I had to read this entire textbook, cover to cover, for my engineering class. This is the most pointless, most useless book I have ever read in my entire life. It is worse than self-help books. It *is* a self-help book, kind of, for engineering students. The only thing is, the only kind of engineering student it would help is a kid who has been living under a damn rock for his or her whole life. It has the most pointless, most tedious, the most elaborate questions or problems to answer at the end of each chapter that my professor assigned. Dumbest class I'll probably ever take in my time as an undergraduate.
This book was not for me. It's written for people who have little or no experience with college. If this were the only thing I disliked, I would not have given it a low rating. What's terrible about this book is that it is fluff, fluff, and more fluff. Page and page, this author talks about what will be discussed next and how to get ready for his next tip... which, more often than not, turns out to be the same crap you've heard a thousand times - whether on TV, in articles, in college, in high school, or in other places in the book. No big revelations here.
The only reason this book gets two stars instead of one is that it offers people an idea of what engineering is all about. However, in the Internet Era, this info can easily and instantly be found online for free.
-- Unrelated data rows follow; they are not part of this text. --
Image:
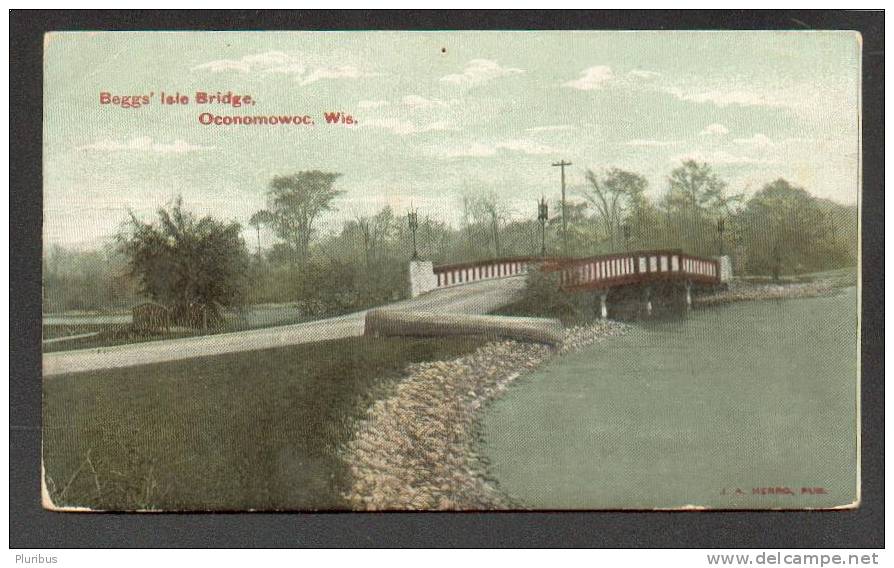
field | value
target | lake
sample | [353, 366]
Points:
[746, 405]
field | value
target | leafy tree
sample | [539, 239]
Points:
[185, 262]
[695, 187]
[786, 230]
[294, 203]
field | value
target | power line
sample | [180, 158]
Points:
[561, 164]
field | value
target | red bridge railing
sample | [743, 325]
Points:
[633, 268]
[593, 272]
[467, 272]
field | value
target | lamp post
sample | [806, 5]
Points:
[413, 219]
[720, 233]
[543, 217]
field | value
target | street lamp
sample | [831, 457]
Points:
[413, 219]
[720, 233]
[543, 217]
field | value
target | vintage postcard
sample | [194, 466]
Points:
[451, 271]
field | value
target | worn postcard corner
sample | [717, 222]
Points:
[451, 271]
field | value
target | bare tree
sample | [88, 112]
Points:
[491, 210]
[294, 202]
[613, 196]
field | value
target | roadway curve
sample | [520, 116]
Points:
[476, 298]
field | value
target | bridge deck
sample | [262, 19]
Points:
[595, 272]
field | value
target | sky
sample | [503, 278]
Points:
[437, 115]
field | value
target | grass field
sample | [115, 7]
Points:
[255, 430]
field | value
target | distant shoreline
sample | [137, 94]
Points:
[417, 448]
[742, 291]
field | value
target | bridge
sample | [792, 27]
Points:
[456, 295]
[641, 271]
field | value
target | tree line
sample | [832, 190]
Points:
[181, 260]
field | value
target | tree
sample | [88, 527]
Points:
[613, 196]
[186, 262]
[695, 187]
[695, 201]
[787, 230]
[256, 222]
[490, 210]
[294, 202]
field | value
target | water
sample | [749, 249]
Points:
[748, 405]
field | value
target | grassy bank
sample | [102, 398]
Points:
[256, 430]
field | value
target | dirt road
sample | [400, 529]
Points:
[476, 298]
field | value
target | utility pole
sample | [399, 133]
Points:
[720, 232]
[413, 220]
[561, 164]
[543, 217]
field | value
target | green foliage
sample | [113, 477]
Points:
[257, 429]
[364, 262]
[785, 229]
[544, 297]
[294, 202]
[86, 280]
[182, 261]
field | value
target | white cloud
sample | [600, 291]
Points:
[720, 157]
[651, 143]
[715, 129]
[728, 97]
[592, 78]
[415, 101]
[279, 62]
[643, 74]
[271, 61]
[556, 128]
[372, 104]
[480, 71]
[483, 150]
[405, 127]
[344, 71]
[757, 141]
[143, 144]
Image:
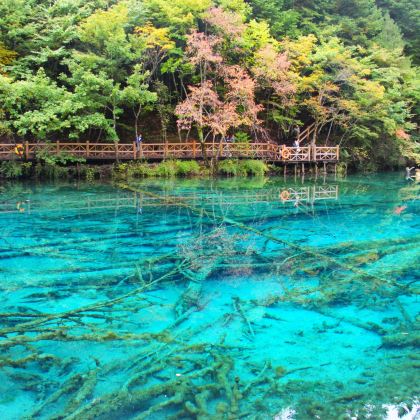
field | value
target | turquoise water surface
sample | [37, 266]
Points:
[210, 299]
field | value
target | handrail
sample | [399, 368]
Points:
[192, 150]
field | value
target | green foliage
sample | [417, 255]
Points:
[98, 69]
[242, 137]
[12, 169]
[254, 167]
[232, 167]
[187, 167]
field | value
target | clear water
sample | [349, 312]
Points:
[205, 299]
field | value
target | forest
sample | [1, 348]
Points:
[107, 70]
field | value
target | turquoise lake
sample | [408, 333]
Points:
[210, 299]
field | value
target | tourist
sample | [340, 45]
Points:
[139, 140]
[408, 175]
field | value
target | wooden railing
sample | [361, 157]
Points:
[189, 150]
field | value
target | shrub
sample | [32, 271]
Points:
[228, 167]
[12, 169]
[187, 167]
[166, 169]
[254, 167]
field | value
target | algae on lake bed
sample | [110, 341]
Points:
[209, 299]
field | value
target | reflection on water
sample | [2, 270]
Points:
[232, 298]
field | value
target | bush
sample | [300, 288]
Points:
[229, 167]
[243, 167]
[254, 167]
[12, 169]
[166, 169]
[187, 167]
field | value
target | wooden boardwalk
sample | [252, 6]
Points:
[270, 152]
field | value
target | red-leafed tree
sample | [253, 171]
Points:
[223, 99]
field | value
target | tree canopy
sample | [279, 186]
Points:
[108, 69]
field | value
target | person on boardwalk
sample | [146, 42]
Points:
[408, 175]
[139, 140]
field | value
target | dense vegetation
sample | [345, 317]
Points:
[107, 70]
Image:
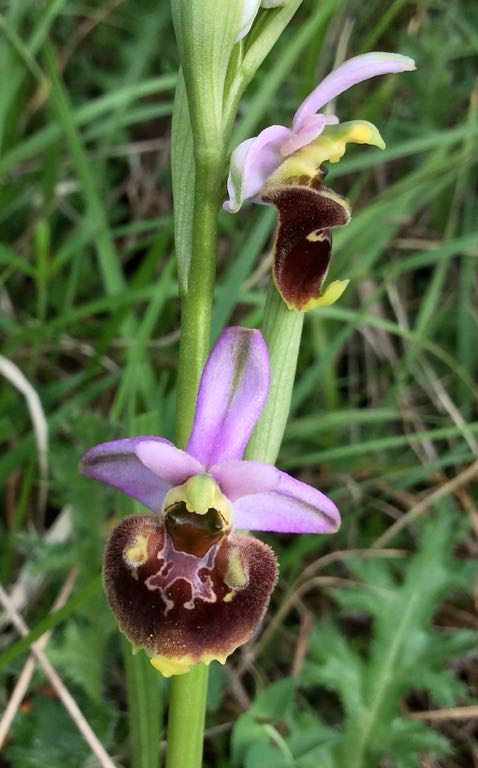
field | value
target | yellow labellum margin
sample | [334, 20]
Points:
[307, 213]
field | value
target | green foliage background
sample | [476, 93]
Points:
[369, 630]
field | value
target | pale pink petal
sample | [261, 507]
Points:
[310, 131]
[252, 162]
[266, 499]
[167, 462]
[349, 73]
[232, 394]
[116, 463]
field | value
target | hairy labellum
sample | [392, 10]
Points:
[184, 591]
[303, 243]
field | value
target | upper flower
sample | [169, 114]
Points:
[183, 586]
[256, 159]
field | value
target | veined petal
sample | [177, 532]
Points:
[252, 162]
[310, 131]
[232, 394]
[266, 499]
[117, 463]
[167, 462]
[350, 73]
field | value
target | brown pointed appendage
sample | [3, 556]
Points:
[183, 603]
[303, 243]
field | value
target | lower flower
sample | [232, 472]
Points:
[182, 602]
[182, 584]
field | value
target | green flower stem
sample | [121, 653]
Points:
[282, 330]
[187, 713]
[196, 305]
[187, 706]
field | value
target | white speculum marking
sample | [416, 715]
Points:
[176, 566]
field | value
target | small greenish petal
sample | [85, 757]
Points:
[329, 147]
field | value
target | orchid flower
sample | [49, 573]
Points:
[184, 586]
[284, 167]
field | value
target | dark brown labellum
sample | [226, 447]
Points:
[303, 242]
[193, 533]
[177, 604]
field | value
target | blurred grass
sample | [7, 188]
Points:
[384, 410]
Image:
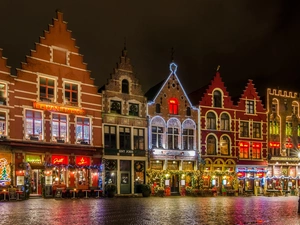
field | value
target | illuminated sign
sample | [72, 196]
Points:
[83, 161]
[35, 159]
[57, 108]
[59, 159]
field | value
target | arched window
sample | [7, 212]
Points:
[225, 145]
[125, 86]
[211, 121]
[225, 123]
[217, 99]
[211, 146]
[173, 106]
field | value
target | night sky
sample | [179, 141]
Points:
[257, 40]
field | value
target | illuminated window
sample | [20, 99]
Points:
[83, 128]
[71, 94]
[3, 123]
[250, 107]
[125, 86]
[225, 123]
[256, 150]
[211, 122]
[244, 129]
[139, 138]
[125, 138]
[157, 136]
[59, 128]
[2, 94]
[46, 89]
[211, 145]
[244, 150]
[256, 130]
[133, 109]
[33, 125]
[217, 99]
[115, 107]
[173, 106]
[110, 138]
[224, 145]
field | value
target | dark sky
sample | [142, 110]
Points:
[252, 39]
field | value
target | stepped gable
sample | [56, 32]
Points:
[3, 64]
[250, 93]
[57, 46]
[123, 70]
[216, 84]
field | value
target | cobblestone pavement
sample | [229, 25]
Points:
[153, 210]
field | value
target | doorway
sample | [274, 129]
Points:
[35, 183]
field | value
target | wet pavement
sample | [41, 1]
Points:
[153, 210]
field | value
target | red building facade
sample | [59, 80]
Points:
[55, 118]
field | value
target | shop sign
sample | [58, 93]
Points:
[59, 159]
[34, 159]
[57, 108]
[83, 161]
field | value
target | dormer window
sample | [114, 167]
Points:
[125, 86]
[250, 107]
[47, 89]
[115, 107]
[173, 106]
[217, 99]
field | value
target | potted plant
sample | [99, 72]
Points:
[111, 190]
[146, 190]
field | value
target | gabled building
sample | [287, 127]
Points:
[6, 106]
[173, 135]
[125, 128]
[251, 135]
[217, 127]
[284, 137]
[55, 117]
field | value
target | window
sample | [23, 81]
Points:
[3, 123]
[244, 150]
[125, 138]
[250, 107]
[125, 86]
[188, 139]
[157, 108]
[33, 125]
[225, 123]
[115, 107]
[71, 94]
[256, 150]
[188, 111]
[256, 130]
[211, 121]
[2, 94]
[139, 138]
[110, 138]
[173, 134]
[244, 129]
[46, 89]
[133, 109]
[157, 136]
[217, 99]
[211, 145]
[224, 145]
[59, 128]
[83, 130]
[173, 106]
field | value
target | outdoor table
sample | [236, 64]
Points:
[18, 194]
[98, 193]
[86, 191]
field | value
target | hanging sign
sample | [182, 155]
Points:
[59, 159]
[83, 161]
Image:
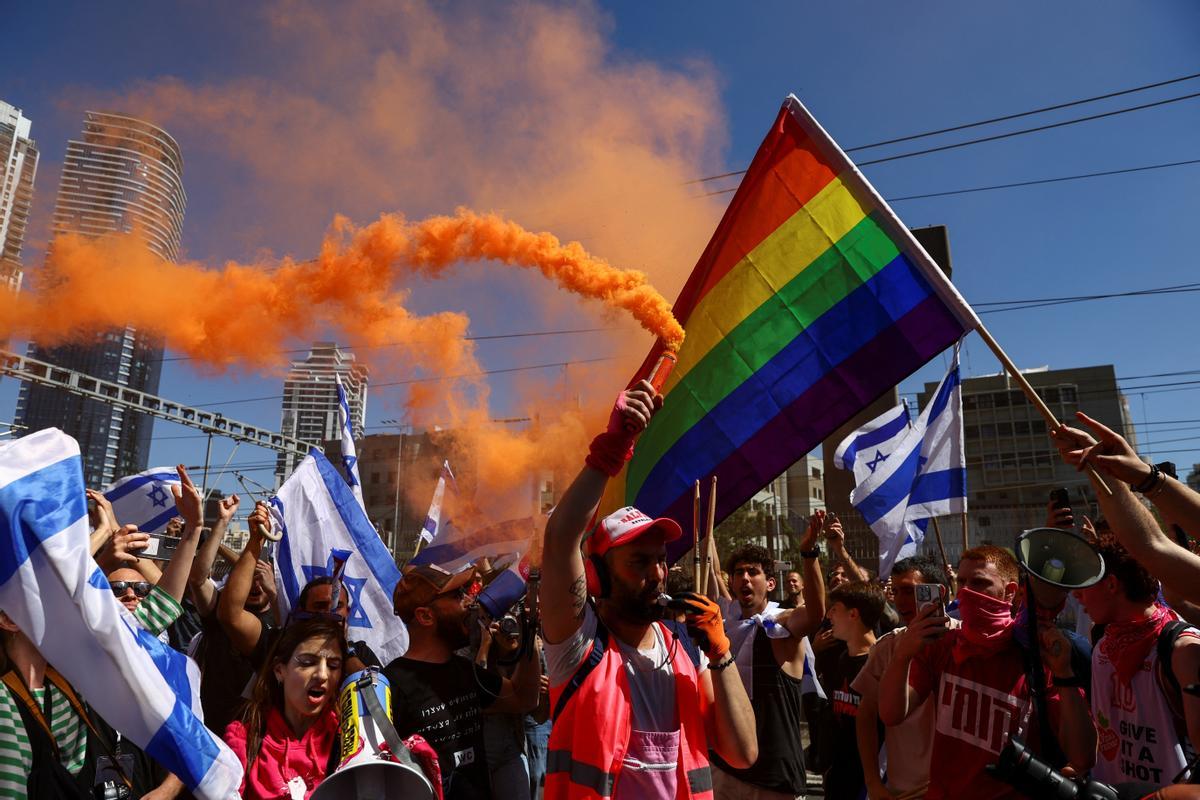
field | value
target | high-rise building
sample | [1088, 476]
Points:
[18, 167]
[123, 175]
[310, 398]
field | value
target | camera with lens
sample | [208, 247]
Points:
[111, 779]
[1021, 769]
[510, 625]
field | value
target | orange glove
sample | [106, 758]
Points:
[705, 623]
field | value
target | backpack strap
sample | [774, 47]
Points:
[18, 689]
[679, 631]
[599, 645]
[1167, 677]
[53, 677]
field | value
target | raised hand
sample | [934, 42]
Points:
[1107, 451]
[227, 507]
[636, 405]
[187, 499]
[127, 543]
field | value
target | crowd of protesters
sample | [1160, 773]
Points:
[939, 683]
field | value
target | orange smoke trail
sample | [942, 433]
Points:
[243, 314]
[432, 245]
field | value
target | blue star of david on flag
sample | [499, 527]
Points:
[358, 617]
[156, 495]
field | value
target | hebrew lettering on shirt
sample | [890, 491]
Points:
[976, 714]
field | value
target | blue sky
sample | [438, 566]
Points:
[869, 71]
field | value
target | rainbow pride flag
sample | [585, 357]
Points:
[811, 300]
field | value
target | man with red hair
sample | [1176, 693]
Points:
[977, 677]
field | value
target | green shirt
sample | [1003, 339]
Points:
[155, 613]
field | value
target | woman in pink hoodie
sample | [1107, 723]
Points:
[287, 735]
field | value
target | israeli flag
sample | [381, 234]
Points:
[433, 523]
[809, 683]
[864, 450]
[53, 590]
[145, 499]
[321, 522]
[923, 476]
[349, 455]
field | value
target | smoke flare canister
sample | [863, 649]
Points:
[661, 371]
[658, 378]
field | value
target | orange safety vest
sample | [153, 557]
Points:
[593, 723]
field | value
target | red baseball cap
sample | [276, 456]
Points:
[624, 525]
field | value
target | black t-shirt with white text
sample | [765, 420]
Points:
[443, 702]
[843, 775]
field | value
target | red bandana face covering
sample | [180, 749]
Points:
[987, 625]
[1128, 644]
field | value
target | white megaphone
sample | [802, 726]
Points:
[376, 764]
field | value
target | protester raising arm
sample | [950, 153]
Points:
[805, 621]
[1077, 732]
[563, 587]
[106, 521]
[1133, 524]
[204, 594]
[240, 625]
[191, 507]
[898, 699]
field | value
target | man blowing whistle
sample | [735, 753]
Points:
[636, 705]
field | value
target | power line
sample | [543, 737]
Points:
[1050, 126]
[466, 338]
[1043, 181]
[1000, 119]
[431, 379]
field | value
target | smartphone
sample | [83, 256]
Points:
[1060, 498]
[930, 594]
[161, 547]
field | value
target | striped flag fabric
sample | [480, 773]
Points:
[809, 683]
[144, 499]
[349, 455]
[864, 450]
[53, 590]
[433, 522]
[923, 476]
[323, 525]
[810, 301]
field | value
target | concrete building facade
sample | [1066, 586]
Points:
[123, 175]
[310, 400]
[1012, 463]
[18, 169]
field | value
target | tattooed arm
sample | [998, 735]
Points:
[563, 585]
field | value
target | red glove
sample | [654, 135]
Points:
[705, 623]
[615, 446]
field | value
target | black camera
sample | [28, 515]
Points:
[1021, 769]
[111, 780]
[510, 626]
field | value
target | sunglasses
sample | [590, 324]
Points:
[141, 588]
[300, 617]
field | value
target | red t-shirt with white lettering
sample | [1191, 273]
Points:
[978, 704]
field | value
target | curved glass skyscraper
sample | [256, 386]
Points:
[125, 175]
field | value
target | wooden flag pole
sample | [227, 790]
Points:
[709, 523]
[1038, 403]
[695, 529]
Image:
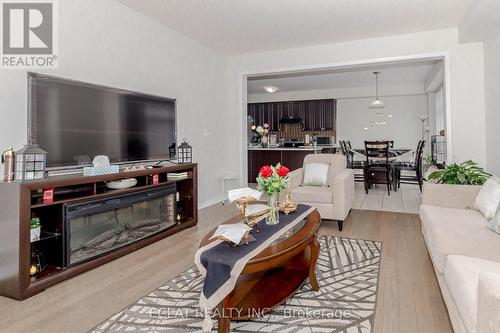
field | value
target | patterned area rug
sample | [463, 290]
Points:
[347, 272]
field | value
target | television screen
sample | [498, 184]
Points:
[76, 121]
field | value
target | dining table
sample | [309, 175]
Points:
[397, 158]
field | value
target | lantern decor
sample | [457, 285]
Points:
[171, 150]
[30, 163]
[184, 153]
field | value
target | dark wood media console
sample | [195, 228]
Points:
[22, 201]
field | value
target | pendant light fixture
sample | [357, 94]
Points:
[377, 103]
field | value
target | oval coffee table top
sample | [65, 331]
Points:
[294, 238]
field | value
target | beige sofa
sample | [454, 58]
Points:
[333, 201]
[465, 255]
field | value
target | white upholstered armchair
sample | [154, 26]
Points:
[333, 201]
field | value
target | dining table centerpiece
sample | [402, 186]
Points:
[272, 180]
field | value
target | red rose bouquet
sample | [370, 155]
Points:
[273, 180]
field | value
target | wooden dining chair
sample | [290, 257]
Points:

It has some very basic information, few self help tips. But really paid a good amount for a book I really will never use or need. It was a required book for a Engineering Ethics class. So I would not suggest this book unless you have a use for it, it's mostly information that is basic self- help and most people know.
This book was different from the books that I usually read. However, it was better than I thought it would be. It was very informational and it taught me a lot about engineering. Some parts of it were kind of boring, but overall it was pretty alright.